Robshaw’s is more of a low key, lead-by-example style reminiscent of John Pullin, the Bristol hooker who led an England side struggling to make an impact in the Five Nations to two remarkable away victories over the Southern Hemisphere superpowers, beating South Africa in Johannesburg in 1972, and New Zealand in Auckland in 1973.
Robshaw has yet to record an away win to match those achieved by Pullin’s unfancied side, or to emulate the Gloucestershire farmer’s dry sense of humour. This included the immortal one-liner, “We may not be any good, but at least we turn up…”, after Pullin’s side lost in Dublin in the wake of the RFU’s refusal to cancel the 1973 fixture against Ireland despite IRA threats.
However, no-one will care whether Robshaw is an extrovert with more gags than Michael McIntyre, or an introvert with a room in a monastic retreat, just as long as England can defy the odds to win the 2015 World Cup.
What he and Stuart Lancaster should do, however, is to ensure that when England’s big figures go public the overall message they want to convey is more joined-up than it appeared to be at Tuesday’s pre-training camp press conference.
While Robshaw was in one room responding to a Sunday newspaper question about the best piece of World Cup advice he had been given, Lancaster was facing a daily newspaper gathering and delivering a different mission statement to that of his captain.
Robshaw said the the best advice he had been given stressed the virtues of winning ugly: “Going to a World Cup is all about winning. It doesn’t matter how you play as long you claw (your way) over the line. A lot of people have mentioned that. Of course you want to play well, but it is about winning games and grinding out games. You look at the tough games in World Cups and generally they’re (won) by a handful of points.
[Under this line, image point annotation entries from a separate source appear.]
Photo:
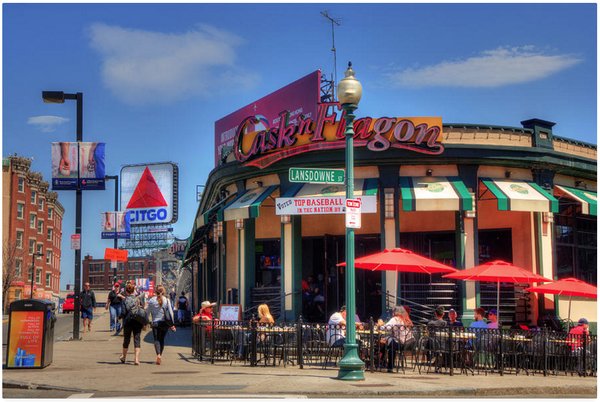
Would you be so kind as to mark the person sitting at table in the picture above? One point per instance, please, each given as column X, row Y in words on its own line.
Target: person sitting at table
column 401, row 337
column 438, row 321
column 493, row 317
column 206, row 312
column 264, row 315
column 453, row 319
column 479, row 321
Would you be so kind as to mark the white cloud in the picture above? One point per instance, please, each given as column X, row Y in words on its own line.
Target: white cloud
column 47, row 124
column 153, row 67
column 492, row 68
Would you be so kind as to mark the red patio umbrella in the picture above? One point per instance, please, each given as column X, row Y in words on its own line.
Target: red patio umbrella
column 400, row 260
column 567, row 287
column 497, row 271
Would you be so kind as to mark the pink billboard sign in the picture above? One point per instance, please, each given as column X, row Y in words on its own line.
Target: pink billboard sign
column 298, row 98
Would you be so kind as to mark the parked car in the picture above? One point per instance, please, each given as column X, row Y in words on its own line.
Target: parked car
column 69, row 304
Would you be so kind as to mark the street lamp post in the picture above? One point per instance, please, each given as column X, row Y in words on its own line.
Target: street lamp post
column 116, row 241
column 59, row 97
column 34, row 255
column 349, row 94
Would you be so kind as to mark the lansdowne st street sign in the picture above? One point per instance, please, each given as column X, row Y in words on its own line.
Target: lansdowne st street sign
column 314, row 175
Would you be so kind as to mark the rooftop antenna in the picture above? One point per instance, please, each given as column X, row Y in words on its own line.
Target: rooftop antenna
column 334, row 22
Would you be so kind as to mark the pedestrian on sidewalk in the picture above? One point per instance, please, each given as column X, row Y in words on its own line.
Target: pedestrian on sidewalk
column 88, row 304
column 181, row 308
column 114, row 304
column 130, row 325
column 159, row 307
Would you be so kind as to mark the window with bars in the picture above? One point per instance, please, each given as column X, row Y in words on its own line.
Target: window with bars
column 19, row 239
column 20, row 210
column 18, row 267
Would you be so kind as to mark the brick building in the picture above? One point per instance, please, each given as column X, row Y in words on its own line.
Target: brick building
column 32, row 224
column 101, row 276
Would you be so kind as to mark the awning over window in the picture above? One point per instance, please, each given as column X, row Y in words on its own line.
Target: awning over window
column 316, row 199
column 588, row 199
column 434, row 194
column 517, row 195
column 246, row 205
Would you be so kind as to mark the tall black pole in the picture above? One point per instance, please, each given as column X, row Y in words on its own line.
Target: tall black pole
column 78, row 207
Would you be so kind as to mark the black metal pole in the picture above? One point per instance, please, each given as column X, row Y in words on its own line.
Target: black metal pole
column 78, row 212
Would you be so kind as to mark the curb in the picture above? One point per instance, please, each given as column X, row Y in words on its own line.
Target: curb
column 24, row 385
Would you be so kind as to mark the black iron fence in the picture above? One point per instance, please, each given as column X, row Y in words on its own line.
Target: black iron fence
column 448, row 350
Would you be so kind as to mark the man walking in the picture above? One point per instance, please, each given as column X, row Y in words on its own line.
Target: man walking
column 114, row 303
column 88, row 304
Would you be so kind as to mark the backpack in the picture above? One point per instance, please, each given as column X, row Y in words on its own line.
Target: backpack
column 134, row 311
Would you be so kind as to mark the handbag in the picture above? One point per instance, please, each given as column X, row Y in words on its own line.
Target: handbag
column 168, row 318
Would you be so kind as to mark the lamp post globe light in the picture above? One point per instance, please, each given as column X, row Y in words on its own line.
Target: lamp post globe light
column 59, row 97
column 349, row 94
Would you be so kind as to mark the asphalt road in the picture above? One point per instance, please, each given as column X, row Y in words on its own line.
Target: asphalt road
column 63, row 330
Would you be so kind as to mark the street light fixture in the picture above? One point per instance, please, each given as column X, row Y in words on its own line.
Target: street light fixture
column 349, row 94
column 59, row 97
column 33, row 257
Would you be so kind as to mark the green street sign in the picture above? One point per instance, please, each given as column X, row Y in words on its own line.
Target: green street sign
column 311, row 175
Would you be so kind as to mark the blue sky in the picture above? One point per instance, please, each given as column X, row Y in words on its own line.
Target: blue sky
column 156, row 77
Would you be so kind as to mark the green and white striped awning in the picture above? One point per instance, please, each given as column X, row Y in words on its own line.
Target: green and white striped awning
column 518, row 195
column 588, row 199
column 245, row 206
column 428, row 193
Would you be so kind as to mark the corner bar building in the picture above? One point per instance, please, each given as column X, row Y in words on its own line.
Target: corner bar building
column 461, row 194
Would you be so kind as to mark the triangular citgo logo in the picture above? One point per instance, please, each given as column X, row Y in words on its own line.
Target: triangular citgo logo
column 147, row 194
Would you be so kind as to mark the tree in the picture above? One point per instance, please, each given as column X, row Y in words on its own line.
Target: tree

Generally, they’re not particularly big scores. It’s about being able to deal with that pressure and getting over the line.”
It was a legitimate argument from Robshaw given that virtually every World Cup final, bar the inaugural tournament in 1987 and its 1999 counterpart, have been almighty arm-wrestles.
Meanwhile, Lancaster was endorsing the uplifting manner in which England had turned around their fortunes in One Day International cricket by playing in swashbuckling style to win the recent series against ODI World Cup finalists, New Zealand.
The England head coach said: “We have got to go into this World Cup with a real positive mindset. I have spoken to the players about England cricket, and the football. The cricketers have found a freedom in playing without fear that has resulted in a hugely positive change of mindset.
“I admire that. I also feel that the footballers have done that after their World Cup. I made the point to the players that our objective is not to wait until after the World Cup, when suddenly everyone might feel that the pressure is off and we can go out and play. We have got to have no fear of failure in the World Cup itself.”
Lancaster qualified this by saying there is a balance to be struck between attack and defence which was more rigorous than that on show in England’s full-tilt 55-35 win over France on the last weekend of the Six Nations. He added that the England tactical template he wanted for the World Cup would be a fusion of the best of what Saracens and Bath produced up to, and including, the Premiership final.
He said: “The final was a real good indicator to me of where we want to be at: marrying the best of those two teams, with the shape and structure of the Bath attack, and the Saracens type of defence allied to the way they played and controlled the game. We have a lot of those qualities in our team, a lot of those players. So, it is about evolving the style.”
Again, there was nothing wrong with Lancaster’s vision, save that those discernible styles have been around for two years at Bath, and many more at Saracens. This begs the question why isn’t the evolution already well underway? The other disconnect was that his message was some way adrift of Robshaw’s willingness to play grindstone rugby from start to finish, if that’s what it takes to win.
There is also a concern that the collective concept of leadership within Lancaster’s camp fails to give England the sort of figurehead captain that Francois Pienaar provided for South Africa in 1995, John Eales for Australia in 1999, Martin Johnson for England in 2003, John Smit for South Africa in 2007, and Richie McCaw for New Zealand in 2011.
While Robshaw was unequivocal that he was fully fit going into the tournament, answering speculation about a persistent shoulder injury by saying, “No, I’m fine,” he was more discursive about the captaincy.
Asked whether he agreed with Johnson’s assertion as England manager ahead of the 2011 World Cup that captaincy was over-rated, Robshaw response had a distinctly communal slant.
“From the outside world you view it as management, captain, players. It’s so much more than that. You have a number of leaders on the pitch who run the attack and defence, and who are just big characters in the squad who drive standards, and lift the guys if something needs to be said. You have 10 or 15 in the squad.”
Ten or 15 ‘leaders’ in a squad sounds to this outsider like a quorum for chaos, but Robshaw and the England coaches see it differently. He explains: “It’s important as a captain (to have other leaders).
“You need to learn how to listen to people and how to get the best for the team, whether it’s something you said or someone else has said. How you put that into place is, hopefully, being able to adapt on your feet and challenge each other.”
Adapting to what is in front of them on the pitch is an area where England can make massive gains because it is not a strong point, but the bit about challenging each other bothers me.
When crucial decisions are being made that are the difference between winning and losing big matches someone with tried-and-tested nous has to take the lead. That is what captaincy is about, and, apart from using a couple of trusted lieutenants as sounding-boards, Robshaw would be wise to kick the communal leadership stuff into the stands and stake out his territory.
That territory includes making sure that he is a key component in deciding the tactical direction that the head coach decides England will take into their World Cup campaign.